Metric Learning from Limited Pairwise Preference Comparisons
Zhi Wang, Geelon So, Ramya Korlakai Vinayak
TL;DR
This work investigates learning a shared Mahalanobis distance from limited pairwise preference data under the ideal point model. It proves an impossibility result for generic high-dimensional data with $m=o(d)$ per user, then presents a divide-and-conquer framework that leverages low-rank subspace structure (subspace-clusterable data) to recover the metric by first learning subspace metrics and then stitching them together, with exact and approximate recovery guarantees. The approach is validated empirically on synthetic data, showing robust metric recovery under binary/noisy responses and varying numbers of subspaces, users, and comparisons. The results highlight a practical pathway for aligning high-dimensional foundation-model representations with human preferences by exploiting low-dimensional structure to reduce query costs.
Abstract
We study metric learning from preference comparisons under the ideal point model, in which a user prefers an item over another if it is closer to their latent ideal item.

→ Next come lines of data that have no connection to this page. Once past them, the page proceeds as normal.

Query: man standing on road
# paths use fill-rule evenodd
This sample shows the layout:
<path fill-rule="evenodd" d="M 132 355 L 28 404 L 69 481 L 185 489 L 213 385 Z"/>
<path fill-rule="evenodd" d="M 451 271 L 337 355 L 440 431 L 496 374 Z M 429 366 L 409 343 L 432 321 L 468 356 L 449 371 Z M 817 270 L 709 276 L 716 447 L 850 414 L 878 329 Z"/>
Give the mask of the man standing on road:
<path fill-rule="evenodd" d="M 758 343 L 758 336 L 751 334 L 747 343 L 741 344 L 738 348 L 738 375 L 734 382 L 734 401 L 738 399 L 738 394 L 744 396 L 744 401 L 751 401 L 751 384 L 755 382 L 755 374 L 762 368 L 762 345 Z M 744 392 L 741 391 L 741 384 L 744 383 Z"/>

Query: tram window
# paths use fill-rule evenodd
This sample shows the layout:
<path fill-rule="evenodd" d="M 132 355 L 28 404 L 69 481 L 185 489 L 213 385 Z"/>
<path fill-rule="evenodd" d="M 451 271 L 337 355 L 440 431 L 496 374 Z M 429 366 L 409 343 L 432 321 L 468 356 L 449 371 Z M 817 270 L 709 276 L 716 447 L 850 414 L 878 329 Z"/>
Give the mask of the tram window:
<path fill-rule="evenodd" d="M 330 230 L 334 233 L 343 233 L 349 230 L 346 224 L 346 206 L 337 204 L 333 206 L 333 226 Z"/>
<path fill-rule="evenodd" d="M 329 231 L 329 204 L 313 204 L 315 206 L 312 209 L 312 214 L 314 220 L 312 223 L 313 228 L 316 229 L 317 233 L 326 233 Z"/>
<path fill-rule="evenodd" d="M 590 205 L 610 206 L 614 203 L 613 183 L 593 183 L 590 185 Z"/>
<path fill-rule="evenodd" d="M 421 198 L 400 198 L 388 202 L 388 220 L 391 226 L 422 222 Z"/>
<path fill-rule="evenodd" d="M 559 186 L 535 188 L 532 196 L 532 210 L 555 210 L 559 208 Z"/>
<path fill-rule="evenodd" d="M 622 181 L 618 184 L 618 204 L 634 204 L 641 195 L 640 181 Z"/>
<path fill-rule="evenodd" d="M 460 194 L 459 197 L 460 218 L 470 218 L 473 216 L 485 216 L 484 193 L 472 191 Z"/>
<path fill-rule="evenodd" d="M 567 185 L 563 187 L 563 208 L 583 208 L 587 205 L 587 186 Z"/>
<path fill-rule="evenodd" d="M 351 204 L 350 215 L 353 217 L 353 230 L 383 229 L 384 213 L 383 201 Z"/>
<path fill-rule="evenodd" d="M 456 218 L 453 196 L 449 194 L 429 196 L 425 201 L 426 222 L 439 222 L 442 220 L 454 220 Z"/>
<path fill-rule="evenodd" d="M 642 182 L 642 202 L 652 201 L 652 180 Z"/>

These items are embedded into $\mathbb{R}^d$ equipped with an unknown Mahalanobis distance shared across users. While recent work shows that it is possible to simultaneously recover the metric and ideal items given $\mathcal{O}(d)$ pairwise comparisons per user, in practice we often have a limited budget of $o(d)$ comparisons. We study whether the metric can still be recovered, even though it is known that learning individual ideal items is now no longer possible. We show that in general, $o(d)$ comparisons reveal no information about the metric, even with infinitely many users. However, when comparisons are made over items that exhibit low-dimensional structure, each user can contribute to learning the metric restricted to a low-dimensional subspace so that the metric can be jointly identified. We present a divide-and-conquer approach that achieves this, and provide theoretical recovery guarantees and empirical validation.